Elke de Rijcke (c) Elke de Rijcke
Elke de Rijcke (c) Elke de Rijcke


Il existe des livres qui se donnent d'emblée et d'autres qui semblent se transformer à chaque nouvelle lecture. Paradisiaca. Un Lac-Opéra appartient à cette seconde catégorie. À chaque retour au récit, une nouvelle image surgit, une vocalité se glisse, une autre strate de sens (du sensible) apparaît, comme si l'œuvre elle-même demeurait ouverte. Le livre d'Elke de Rijcke compose une expérience de lecture-écoute, où le lac de Constance devient le milieu d'une polyphonie en devenir. Peuplé de formes de vie et de voix humaines et non humaines, paysagères, historiques ou encore conceptuelles, Paradisiaca se présente comme un environnement vivant en perpétuelle transformation.

 


Des instances « translyriques » 


La question des voix apparaît comme l'un des principes structurants et formels du récit. Écrire la voix, c'est la penser, et penser la voix, c'est la faire être. La quarantaine d’instances d’énonciation qui traversent le texte compose une galerie de figures coexistant et s’affectant mutuellement, révélant des manières singulières d’habiter le lac. 

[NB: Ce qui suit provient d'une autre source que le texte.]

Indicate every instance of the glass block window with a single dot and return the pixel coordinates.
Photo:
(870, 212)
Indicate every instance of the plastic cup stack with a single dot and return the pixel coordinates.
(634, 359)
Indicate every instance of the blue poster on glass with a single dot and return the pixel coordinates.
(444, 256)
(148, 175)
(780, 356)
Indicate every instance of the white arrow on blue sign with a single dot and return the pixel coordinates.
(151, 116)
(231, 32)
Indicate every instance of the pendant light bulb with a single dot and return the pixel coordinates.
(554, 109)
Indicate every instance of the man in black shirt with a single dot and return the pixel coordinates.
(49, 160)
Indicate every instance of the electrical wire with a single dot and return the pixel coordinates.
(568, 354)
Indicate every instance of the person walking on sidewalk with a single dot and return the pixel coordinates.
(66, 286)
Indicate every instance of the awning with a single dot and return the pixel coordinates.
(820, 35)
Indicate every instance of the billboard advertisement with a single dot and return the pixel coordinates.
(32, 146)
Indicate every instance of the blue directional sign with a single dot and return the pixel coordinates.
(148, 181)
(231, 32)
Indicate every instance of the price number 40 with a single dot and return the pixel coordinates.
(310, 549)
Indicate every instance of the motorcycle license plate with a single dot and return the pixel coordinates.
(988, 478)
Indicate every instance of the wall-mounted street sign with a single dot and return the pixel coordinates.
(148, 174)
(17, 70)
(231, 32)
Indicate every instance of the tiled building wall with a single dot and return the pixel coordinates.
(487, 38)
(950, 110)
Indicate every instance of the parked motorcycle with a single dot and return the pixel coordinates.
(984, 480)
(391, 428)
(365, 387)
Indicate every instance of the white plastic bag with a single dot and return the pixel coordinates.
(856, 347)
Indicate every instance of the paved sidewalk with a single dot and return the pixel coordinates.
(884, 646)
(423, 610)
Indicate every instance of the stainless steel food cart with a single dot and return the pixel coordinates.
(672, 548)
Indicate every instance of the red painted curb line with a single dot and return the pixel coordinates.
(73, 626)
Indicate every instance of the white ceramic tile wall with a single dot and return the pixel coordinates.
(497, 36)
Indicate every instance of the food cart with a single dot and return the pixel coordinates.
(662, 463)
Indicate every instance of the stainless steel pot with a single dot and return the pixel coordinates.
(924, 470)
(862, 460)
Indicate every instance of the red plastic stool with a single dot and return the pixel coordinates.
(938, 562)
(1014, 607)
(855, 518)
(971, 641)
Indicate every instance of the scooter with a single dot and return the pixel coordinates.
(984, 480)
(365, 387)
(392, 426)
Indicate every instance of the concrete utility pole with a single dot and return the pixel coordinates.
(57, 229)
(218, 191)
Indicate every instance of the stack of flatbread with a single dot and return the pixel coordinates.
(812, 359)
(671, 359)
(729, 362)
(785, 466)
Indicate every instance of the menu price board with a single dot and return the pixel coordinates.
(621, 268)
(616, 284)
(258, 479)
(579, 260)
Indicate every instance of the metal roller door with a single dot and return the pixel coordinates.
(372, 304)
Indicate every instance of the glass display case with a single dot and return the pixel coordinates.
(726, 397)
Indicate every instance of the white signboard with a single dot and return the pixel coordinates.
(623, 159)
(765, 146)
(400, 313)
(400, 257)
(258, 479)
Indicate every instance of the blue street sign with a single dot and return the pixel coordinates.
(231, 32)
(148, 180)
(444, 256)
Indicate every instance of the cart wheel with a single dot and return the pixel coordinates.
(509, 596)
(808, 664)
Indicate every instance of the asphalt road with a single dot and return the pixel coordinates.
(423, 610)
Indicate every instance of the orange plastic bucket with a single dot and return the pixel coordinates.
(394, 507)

L'originalité de cette polyphonie tient au fait qu'aucune de ces présences n'occupe une position centrale qui ordonnerait les perceptions. L'expérience et la connaissance du lac se construit au contraire de manière située et relationnelle : elle passe par la marche, le désir, la mémoire, les transformations de la matière et les imbrications entre agents humains et non humains.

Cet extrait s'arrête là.